In japanischen Zeichenwörterbüchern wird mit Hiragana die Kun-Lesung geschrieben, während für die On-Lesung Katakana verwendet werden. Hiragana werden weiterhin verwendet, um seltene Kanji oder ungewöhnliche Kanji-Lesungen zu verdeutlichen. Die Aussprache waagerecht geschriebener Zeichen steht dann in Hiragana über dem Schriftzeichen, bei senkrechter Schreibung wird sie rechts daneben platziert. Diese Aussprachehilfen werden als Furigana bezeichnet. In Schulbüchern der mittleren Stufe und in Büchern, die für ein breiteres Publikum gedacht sind, werden Furigana verwendet. In wissenschaftlichen Artikeln und Lexika werden beim erstmaligen Auftreten von Namen ebenfalls Furigana verwendet.
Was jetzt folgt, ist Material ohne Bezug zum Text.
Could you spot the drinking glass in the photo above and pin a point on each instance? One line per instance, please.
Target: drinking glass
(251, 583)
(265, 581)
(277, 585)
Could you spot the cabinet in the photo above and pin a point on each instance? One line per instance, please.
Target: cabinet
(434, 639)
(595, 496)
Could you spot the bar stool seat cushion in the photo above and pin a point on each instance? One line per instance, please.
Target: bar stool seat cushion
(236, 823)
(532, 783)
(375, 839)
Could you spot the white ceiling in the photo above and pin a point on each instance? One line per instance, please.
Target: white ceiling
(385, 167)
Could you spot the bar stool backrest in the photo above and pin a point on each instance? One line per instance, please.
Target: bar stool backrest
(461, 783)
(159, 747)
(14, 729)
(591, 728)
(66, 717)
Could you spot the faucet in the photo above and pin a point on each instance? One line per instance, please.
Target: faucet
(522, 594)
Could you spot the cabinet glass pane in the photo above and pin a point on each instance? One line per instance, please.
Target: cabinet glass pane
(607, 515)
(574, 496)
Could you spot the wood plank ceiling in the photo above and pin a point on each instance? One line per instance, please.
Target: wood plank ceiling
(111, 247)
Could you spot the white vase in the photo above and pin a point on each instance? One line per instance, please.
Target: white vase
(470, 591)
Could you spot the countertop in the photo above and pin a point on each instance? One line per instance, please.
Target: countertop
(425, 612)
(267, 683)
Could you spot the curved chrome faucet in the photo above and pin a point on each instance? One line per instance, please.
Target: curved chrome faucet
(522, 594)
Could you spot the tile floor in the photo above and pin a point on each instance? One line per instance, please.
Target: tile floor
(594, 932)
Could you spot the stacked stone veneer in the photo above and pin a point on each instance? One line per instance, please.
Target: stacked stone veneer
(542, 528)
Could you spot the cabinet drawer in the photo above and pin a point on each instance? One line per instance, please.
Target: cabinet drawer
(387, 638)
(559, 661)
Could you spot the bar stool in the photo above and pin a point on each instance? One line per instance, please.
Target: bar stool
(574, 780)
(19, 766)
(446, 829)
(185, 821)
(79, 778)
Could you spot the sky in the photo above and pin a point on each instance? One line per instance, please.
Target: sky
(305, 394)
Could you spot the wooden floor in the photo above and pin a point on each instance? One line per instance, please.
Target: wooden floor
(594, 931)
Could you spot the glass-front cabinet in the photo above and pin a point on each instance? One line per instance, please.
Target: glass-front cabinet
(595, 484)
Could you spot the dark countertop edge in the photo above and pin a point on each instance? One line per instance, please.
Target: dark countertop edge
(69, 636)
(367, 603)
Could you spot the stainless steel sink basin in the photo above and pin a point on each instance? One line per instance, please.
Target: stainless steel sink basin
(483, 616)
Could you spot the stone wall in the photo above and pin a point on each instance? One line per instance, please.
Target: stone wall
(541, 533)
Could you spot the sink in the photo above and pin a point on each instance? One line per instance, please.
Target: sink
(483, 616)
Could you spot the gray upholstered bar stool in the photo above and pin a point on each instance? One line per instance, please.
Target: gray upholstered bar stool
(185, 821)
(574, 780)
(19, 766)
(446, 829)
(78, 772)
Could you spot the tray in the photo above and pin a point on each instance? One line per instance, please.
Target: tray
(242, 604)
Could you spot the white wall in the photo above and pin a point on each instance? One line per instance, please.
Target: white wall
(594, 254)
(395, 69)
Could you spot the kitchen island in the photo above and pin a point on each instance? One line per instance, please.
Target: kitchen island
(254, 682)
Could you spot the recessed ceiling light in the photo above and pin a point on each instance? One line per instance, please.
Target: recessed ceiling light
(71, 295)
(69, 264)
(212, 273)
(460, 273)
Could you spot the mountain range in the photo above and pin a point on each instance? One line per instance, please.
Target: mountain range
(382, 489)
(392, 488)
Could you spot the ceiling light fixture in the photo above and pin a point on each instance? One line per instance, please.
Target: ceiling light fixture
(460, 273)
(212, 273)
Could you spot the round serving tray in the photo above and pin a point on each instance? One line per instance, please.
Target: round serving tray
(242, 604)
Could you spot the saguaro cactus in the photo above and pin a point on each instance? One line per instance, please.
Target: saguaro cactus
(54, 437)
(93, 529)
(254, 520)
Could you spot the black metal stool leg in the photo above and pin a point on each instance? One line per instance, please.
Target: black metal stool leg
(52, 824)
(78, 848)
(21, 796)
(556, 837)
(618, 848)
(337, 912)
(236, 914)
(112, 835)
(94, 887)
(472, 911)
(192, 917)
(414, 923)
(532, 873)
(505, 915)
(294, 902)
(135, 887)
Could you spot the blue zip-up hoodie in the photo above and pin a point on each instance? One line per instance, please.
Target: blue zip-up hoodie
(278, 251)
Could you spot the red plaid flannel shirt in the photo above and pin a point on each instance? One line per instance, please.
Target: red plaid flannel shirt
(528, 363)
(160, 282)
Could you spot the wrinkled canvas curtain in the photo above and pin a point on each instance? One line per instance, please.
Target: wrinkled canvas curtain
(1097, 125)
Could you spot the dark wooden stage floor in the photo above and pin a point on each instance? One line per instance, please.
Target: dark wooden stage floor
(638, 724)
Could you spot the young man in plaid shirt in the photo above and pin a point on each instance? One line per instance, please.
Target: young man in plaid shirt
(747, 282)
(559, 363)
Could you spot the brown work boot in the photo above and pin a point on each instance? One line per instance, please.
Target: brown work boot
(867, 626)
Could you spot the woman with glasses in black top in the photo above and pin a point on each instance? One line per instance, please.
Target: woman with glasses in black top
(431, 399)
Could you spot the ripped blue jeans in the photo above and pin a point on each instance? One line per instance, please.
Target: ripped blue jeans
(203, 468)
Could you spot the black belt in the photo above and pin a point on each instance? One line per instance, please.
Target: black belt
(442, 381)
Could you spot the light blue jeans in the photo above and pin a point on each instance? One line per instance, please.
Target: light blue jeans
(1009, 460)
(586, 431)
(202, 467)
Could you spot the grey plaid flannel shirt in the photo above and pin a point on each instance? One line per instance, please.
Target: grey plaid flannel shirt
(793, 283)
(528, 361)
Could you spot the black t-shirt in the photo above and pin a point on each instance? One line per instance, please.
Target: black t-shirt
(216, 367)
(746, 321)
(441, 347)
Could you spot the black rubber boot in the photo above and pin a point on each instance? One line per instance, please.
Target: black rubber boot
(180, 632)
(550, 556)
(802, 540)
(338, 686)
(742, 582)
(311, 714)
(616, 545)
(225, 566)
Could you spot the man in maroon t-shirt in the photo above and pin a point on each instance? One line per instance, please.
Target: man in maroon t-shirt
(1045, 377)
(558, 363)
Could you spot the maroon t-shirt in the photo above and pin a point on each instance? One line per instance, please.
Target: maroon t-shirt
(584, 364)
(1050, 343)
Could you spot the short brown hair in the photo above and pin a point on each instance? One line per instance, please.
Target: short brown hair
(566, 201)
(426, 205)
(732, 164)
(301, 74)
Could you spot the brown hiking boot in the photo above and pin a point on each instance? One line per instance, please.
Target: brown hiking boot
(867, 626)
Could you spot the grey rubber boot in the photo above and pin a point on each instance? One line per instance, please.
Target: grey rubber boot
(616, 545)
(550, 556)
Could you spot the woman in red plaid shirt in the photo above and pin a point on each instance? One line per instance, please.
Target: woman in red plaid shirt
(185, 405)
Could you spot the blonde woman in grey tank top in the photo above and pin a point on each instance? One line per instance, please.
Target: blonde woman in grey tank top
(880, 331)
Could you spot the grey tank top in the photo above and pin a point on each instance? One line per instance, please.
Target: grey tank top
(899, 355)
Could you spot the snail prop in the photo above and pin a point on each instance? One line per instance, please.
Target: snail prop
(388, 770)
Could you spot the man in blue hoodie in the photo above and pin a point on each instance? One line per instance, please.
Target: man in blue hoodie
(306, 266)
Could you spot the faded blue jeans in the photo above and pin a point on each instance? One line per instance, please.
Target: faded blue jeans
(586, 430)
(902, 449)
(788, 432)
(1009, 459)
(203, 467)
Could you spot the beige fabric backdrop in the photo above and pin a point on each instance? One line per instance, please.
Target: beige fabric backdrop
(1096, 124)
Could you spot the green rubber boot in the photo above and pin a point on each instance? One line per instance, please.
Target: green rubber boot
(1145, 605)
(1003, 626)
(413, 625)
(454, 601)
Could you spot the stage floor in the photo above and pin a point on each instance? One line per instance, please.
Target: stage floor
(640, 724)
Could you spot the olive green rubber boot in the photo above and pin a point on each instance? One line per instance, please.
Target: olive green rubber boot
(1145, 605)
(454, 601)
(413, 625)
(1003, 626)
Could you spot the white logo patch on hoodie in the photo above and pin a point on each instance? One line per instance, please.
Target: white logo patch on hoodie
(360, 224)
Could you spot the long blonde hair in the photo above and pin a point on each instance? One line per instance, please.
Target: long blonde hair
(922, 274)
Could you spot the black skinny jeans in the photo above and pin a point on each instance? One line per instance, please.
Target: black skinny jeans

Im Unterschied zu einem Alphabet gibt es für die japanischen Silben keine eindeutig festgelegte Reihenfolge. Heute wird für solche Zwecke zwar meist die 50-Laute-Tafel verwendet, doch gibt es auch andere Ordnungsverfahren, beispielsweise das Iroha-Gedicht, die früher Verwendung fanden und auch noch heute finden.
Hiragana sind die ersten Schriftzeichen, die japanische Schulkinder lernen. Die besseren Grundschulen verlangen, dass die Kinder bereits zur Einschulung die Hiragana beherrschen, weswegen viele Kinder die Hiragana schon im Kindergarten lernen. Kinderbücher sind ganz in Hiragana gehalten oder enthalten nur vereinzelte, einfache Kanji, versehen mit der Lesung in Furigana.
Die Hiragana-Silben
Der Grundstock an Hiragana-Silben besteht aus einem Satz von ehemals 50 Zeichen, von denen heute noch 45 regulär im Gebrauch sind, eine weitere Silbe, ん, kam später dazu.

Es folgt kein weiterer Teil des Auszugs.